La musica continua ad essere “Divina”. Non si ferma la programmazione ORT
Dopo una breve pausa l’ Orchestra della Toscana presenta al pubblico un nuovo ciclo di appuntamenti incentrati sul tema della Luce e dell’Oscurità. Un concerto di Pasqua dal Cenacolo di S.Croce, una prima assoluta, giovani direttori e solisti internazionali con molto Novecento in repertorio.
Tra questa alternanza di Luce e Oscurità si sviluppano i sei nuovi concerti dell’ORT che partono il prossimo 25 marzo trasmessi in streaming il giovedì alle ore 21 sul canale YouTube e pagina Facebook dell’Orchestra.
Ospiti in calendario giovani direttori e solisti di fama internazionale, non più che trentenni, che, come Dante, si fanno strada tra i contrasti sonori che dal Settecento di Haydn si sono susseguiti fino al XI secolo. Sarà Daniele Rustioni il primo a salire sul podio in un programma che vede contrapporsi due compositori spesso a confronto, nonostante i 159 anni che li separano: Prokof’ev e Haydn
Parte del cartellone è incentrato sul Novecento; secolo, che tra guerre, boom economico, sviluppo tecnologico e sperimentazione, racchiude un’infinità di suoni, svariati contrasti tra l’alternanza di chiaro/scuro.

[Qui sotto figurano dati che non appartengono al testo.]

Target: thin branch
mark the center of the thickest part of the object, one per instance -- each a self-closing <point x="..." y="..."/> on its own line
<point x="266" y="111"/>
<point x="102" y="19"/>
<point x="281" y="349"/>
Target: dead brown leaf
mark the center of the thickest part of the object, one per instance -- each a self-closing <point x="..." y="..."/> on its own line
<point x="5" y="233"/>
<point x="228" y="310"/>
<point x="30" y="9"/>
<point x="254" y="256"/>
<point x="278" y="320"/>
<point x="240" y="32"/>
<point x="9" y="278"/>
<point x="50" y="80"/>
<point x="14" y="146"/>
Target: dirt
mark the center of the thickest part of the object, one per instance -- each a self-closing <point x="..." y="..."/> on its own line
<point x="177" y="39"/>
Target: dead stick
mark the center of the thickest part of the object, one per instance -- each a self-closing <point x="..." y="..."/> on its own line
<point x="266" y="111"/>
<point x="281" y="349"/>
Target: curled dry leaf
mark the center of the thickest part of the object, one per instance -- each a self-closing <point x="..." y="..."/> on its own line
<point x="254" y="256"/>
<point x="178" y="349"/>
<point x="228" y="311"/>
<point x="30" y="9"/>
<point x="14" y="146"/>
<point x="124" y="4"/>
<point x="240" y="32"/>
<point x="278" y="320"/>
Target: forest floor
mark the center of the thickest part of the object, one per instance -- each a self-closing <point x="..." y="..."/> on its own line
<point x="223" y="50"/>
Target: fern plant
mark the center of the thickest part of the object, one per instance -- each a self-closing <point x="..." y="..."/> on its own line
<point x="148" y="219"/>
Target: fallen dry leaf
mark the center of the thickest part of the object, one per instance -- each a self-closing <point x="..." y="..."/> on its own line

Il Novecento dentro lo sguardo malinconicamente rivolto al passato di Jean Sibelius (Concerto per violino op.47 con Francesca Dego), il secolo della rivoluzione e il processo di rinnovamento della forma di autori come Prokof’ev (Concerto n.2 per violino con Ilya Gringolts) e Šostakovic (Concerto per violoncello op.107 con Julian Steckel), della sperimentazione del jazz dello statunitense Aaron Copland; il Novecento italiano, qui proposto con un focus attento alla musica di scena, nella “commedia coreografica” di Alfredo Casella, nel teatro reale di Gian Carlo Menotti e nel linguaggio ottocentesco, fedele al primato della melodia di Nino Rota.
In questo alternarsi di luci e ombre non poteva mancare un pizzico di contemporaneità con la prima esecuzione assoluta di Light Cloud, Dark Cloud (d’après Rothko) per clarinetto e orchestra di Daniela Terranova. Il brano, commissionato dalla Fondazione ORT circa un anno fa, è interpretato dalla prima parte dell’ORT Marco Ortolani e diretto dal cremonese Jader Bignamini (9 aprile). In cartellone anche un brano di Andrea Battistoni che dal podio dirige il suo Grand Guignol. Grotesque-Burlesque per fagotto e orchestra, interprete un’altra prima parte, Paolo Carlini (29 aprile).